SinarPost.com, Washington – Sekitar 34 tentara Amerika Serikat (AS) didiagnosis menderita geger otak akibat serangan rudal Iran yang menghantam dua pangkalan AS di Irak, awal Januari lalu.
Meski Pentagon mengklaim bahwa cedera otak pasukannya itu tidak serius, namun 8 tentara yang awalnya diterbangkan ke Jerman untuk proses pengobatan telah dipulangkan ke AS untuk perawatan lebih lanjut.

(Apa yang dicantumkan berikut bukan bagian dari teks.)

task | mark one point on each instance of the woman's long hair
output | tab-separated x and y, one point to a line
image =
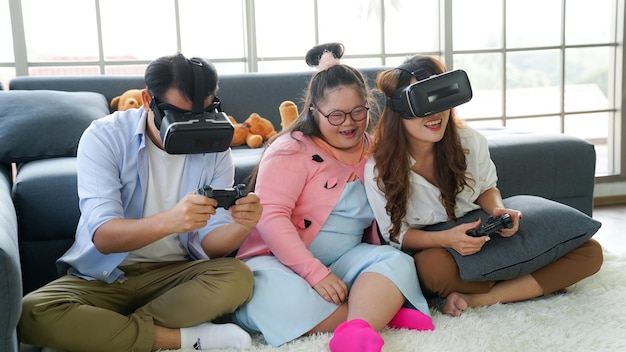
392	151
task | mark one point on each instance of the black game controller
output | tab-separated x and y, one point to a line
225	196
491	226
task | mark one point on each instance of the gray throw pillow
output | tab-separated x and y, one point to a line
548	230
42	124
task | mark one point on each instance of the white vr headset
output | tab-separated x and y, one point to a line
430	95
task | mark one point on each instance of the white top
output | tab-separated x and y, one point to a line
425	207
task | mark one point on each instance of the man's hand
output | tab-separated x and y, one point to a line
332	289
247	210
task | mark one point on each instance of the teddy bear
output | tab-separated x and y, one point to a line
130	99
288	113
243	136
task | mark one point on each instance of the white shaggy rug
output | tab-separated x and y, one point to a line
590	317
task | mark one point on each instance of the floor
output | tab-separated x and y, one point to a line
612	234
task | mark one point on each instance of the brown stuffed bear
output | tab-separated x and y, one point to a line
260	125
130	99
243	136
288	113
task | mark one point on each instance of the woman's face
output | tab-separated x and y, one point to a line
350	132
428	129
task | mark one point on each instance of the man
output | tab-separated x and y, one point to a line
139	277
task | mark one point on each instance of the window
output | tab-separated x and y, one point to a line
535	65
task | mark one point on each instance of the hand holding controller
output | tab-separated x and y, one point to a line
491	226
225	196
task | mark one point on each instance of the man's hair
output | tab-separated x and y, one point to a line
175	71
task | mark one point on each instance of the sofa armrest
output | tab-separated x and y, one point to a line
10	274
553	166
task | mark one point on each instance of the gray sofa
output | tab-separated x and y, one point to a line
39	208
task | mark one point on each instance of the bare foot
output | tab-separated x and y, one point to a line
455	304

Seperti diberitakan Russia Today, Pentagon dalam konferensi pers pada Jumat (24/1/2020) waktu setempat, juga mengakui 9 tentara lainnya masih berada di Jerman, di mana mereka sedang dievaluasi dan dirawat. Sementara yang lainnya sudah kembali ke Irak setelah dikirim ke Kuwait untuk pengobatan dan evaluasi, dan 16 diantaranya kembali ke layanan militer untuk bertugas di Irak.
Presiden AS Donald Trump awalnya melaporkan bahwa serangan rudal Iran pada 8 Januari di dua pangkalan militernya di Irak tidak mengakibatkan korban Amerika. Kemudian, muncul bahwa beberapa pasukannya sedang dirawat karena gejala gegar otak, dan jumlahnya yang dikirim ke luar negeri untuk evaluasi dan pengobatan terus bertambah.

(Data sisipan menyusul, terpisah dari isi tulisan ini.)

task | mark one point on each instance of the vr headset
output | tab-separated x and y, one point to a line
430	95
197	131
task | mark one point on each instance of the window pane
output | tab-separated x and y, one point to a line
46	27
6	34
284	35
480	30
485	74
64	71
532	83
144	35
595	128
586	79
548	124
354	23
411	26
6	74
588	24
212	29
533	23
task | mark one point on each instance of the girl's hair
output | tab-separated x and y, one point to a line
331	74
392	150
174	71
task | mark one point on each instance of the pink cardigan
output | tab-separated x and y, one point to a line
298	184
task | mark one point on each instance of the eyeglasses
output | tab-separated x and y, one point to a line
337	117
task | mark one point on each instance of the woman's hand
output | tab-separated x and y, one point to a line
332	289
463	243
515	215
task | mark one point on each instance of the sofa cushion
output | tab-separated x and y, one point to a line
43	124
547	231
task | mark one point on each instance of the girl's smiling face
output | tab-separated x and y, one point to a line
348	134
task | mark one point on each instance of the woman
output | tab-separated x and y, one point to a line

Seperti diketahui, Iran pada 8 Januari lalu melakukan serangan yang presisi terhadap dua pangkalan militer AS di Irak, yakni Al-Asad dan Erbil. Serangan Teheran ini sebagai pembalasan atas pembunuhan Panglima Komandan Al-Quds Jenderal Qassem Soleimani dengan serangan udara di bandara Baghdad.
Serangan balasan Iran ini mengakibat kerusakan cukup parah di fasilitas militer AS, dimana sejumlah infrstruktur dan gudang peralatan militer AS hancur lebur akibat dihantam rudal balistik Teheran.